ChocoLlama: Lessons Learned From Teaching Llamas Dutch

While Large Language Models (LLMs) have shown remarkable capabilities in natural language understanding and generation, their performance often lags in lower-resource, non-English languages due to biases in the training data. In this work, we explore strategies for adapting the primarily English LLMs (Llama-2 and Llama-3) to Dutch, a language spoken by 30 million people worldwide yet often underrepresented in LLM development. We collect 104GB of Dutch text ($32$B tokens) from various sources to first apply continued pretraining using low-rank adaptation (LoRA), complemented with Dutch posttraining strategies provided by prior work. For Llama-2, we consider using (i) the tokenizer of the original model, and (ii) training a new, Dutch-specific tokenizer combined with embedding reinitialization. We evaluate our adapted models, ChocoLlama-2, both on standard benchmarks and a novel Dutch benchmark, ChocoLlama-Bench. Our results demonstrate that LoRA can effectively scale for language adaptation, and that tokenizer modification with careful weight reinitialization can improve performance. Notably, Llama-3 was released during the course of this project and, upon evaluation, demonstrated superior Dutch capabilities compared to our Dutch-adapted versions of Llama-2. We hence apply the same adaptation technique to Llama-3, using its original tokenizer. While our adaptation methods enhanced Llama-2's Dutch capabilities, we found limited gains when applying the same techniques to Llama-3. This suggests that for ever improving, multilingual foundation models, language adaptation techniques may benefit more from focusing on language-specific posttraining rather than on continued pretraining. We hope this work contributes to the broader understanding of adapting LLMs to lower-resource languages, and to the development of Dutch LLMs in particular.

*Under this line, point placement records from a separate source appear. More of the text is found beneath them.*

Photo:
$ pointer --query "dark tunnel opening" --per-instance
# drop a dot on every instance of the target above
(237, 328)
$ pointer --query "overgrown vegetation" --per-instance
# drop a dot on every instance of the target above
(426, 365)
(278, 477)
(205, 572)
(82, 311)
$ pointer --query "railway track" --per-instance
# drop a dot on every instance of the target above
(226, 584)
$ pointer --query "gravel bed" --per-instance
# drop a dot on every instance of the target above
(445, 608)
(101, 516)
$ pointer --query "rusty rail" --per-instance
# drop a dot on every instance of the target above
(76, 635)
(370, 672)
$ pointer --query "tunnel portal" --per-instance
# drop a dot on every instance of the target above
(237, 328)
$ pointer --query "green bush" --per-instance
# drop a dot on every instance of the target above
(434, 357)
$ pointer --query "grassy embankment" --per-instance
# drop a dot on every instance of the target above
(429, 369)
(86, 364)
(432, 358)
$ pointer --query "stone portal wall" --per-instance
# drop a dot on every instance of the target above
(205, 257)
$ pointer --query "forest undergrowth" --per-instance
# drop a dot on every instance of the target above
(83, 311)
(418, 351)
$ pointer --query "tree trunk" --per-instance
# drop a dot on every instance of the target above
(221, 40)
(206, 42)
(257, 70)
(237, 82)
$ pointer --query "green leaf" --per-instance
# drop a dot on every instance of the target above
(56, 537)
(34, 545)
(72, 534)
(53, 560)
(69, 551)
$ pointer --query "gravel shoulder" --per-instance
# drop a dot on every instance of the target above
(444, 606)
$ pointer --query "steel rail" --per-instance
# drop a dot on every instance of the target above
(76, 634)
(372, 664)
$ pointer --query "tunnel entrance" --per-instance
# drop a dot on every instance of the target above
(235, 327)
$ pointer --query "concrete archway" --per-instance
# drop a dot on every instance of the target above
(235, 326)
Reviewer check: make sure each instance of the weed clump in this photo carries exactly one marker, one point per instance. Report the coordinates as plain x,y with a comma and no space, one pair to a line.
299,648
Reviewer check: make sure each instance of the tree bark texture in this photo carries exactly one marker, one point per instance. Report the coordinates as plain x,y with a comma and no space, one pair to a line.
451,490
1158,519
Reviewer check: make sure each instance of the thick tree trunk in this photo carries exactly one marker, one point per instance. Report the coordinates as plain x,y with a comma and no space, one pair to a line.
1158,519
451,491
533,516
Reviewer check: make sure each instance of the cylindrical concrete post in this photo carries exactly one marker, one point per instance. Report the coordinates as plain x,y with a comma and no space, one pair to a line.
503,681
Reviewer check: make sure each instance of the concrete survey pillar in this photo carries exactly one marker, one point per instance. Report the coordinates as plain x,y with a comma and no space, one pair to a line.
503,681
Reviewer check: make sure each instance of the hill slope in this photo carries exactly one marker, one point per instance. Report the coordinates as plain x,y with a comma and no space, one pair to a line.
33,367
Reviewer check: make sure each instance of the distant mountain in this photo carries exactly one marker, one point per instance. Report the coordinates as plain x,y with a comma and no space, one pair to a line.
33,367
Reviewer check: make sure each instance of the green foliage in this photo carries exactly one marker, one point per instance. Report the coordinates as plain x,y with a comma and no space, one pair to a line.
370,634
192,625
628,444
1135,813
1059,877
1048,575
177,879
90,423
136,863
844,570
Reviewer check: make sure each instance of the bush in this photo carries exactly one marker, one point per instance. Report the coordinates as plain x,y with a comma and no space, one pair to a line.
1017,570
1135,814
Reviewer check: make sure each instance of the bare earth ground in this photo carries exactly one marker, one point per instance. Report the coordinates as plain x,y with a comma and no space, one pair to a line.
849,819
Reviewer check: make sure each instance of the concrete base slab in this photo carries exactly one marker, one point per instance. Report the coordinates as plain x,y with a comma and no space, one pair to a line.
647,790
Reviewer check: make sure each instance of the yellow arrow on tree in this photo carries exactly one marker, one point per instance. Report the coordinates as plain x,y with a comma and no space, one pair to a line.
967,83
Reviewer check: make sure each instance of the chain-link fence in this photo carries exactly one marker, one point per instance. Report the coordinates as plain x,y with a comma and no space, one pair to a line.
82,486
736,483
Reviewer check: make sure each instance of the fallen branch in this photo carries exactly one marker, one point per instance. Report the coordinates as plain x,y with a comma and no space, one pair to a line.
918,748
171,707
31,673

翻译：尽管大型语言模型（LLM）在自然语言理解与生成方面展现出卓越能力，但由于训练数据中的偏差，其在资源相对匮乏的非英语语言上的表现往往欠佳。本研究探讨了将主要基于英语的LLM（Llama-2与Llama-3）适配至荷兰语——这一全球有3000万人使用但在LLM开发中常被忽视的语言——的策略。我们收集了来自不同来源的104GB荷兰语文本（$32$B tokens），首先采用低秩自适应（LoRA）进行持续预训练，并结合已有研究提供的荷兰语后训练策略。对于Llama-2，我们考虑了两种方案：（i）使用原始模型的词元切分器，以及（ii）训练新的荷兰语专用词元切分器并结合嵌入重初始化。我们在标准基准测试及新构建的荷兰语基准测试ChocoLlama-Bench上评估了适配后的模型ChocoLlama-2。实验结果表明，LoRA可有效扩展至语言适配任务，且词元切分器修改配合精细的权重重初始化能够提升模型性能。值得注意的是，Llama-3在本项目进行期间发布，经评估显示其荷兰语能力优于我们基于Llama-2的荷兰语适配版本。因此，我们采用相同适配技术处理Llama-3（使用其原始词元切分器）。虽然我们的适配方法显著提升了Llama-2的荷兰语能力，但将相同技术应用于Llama-3时效果有限。这表明对于持续演进的多语言基础模型，语言适配技术可能更需聚焦于语言特定的后训练而非持续预训练。本研究期望为LLM在低资源语言适配的广泛理解，特别是荷兰语LLM的发展提供参考。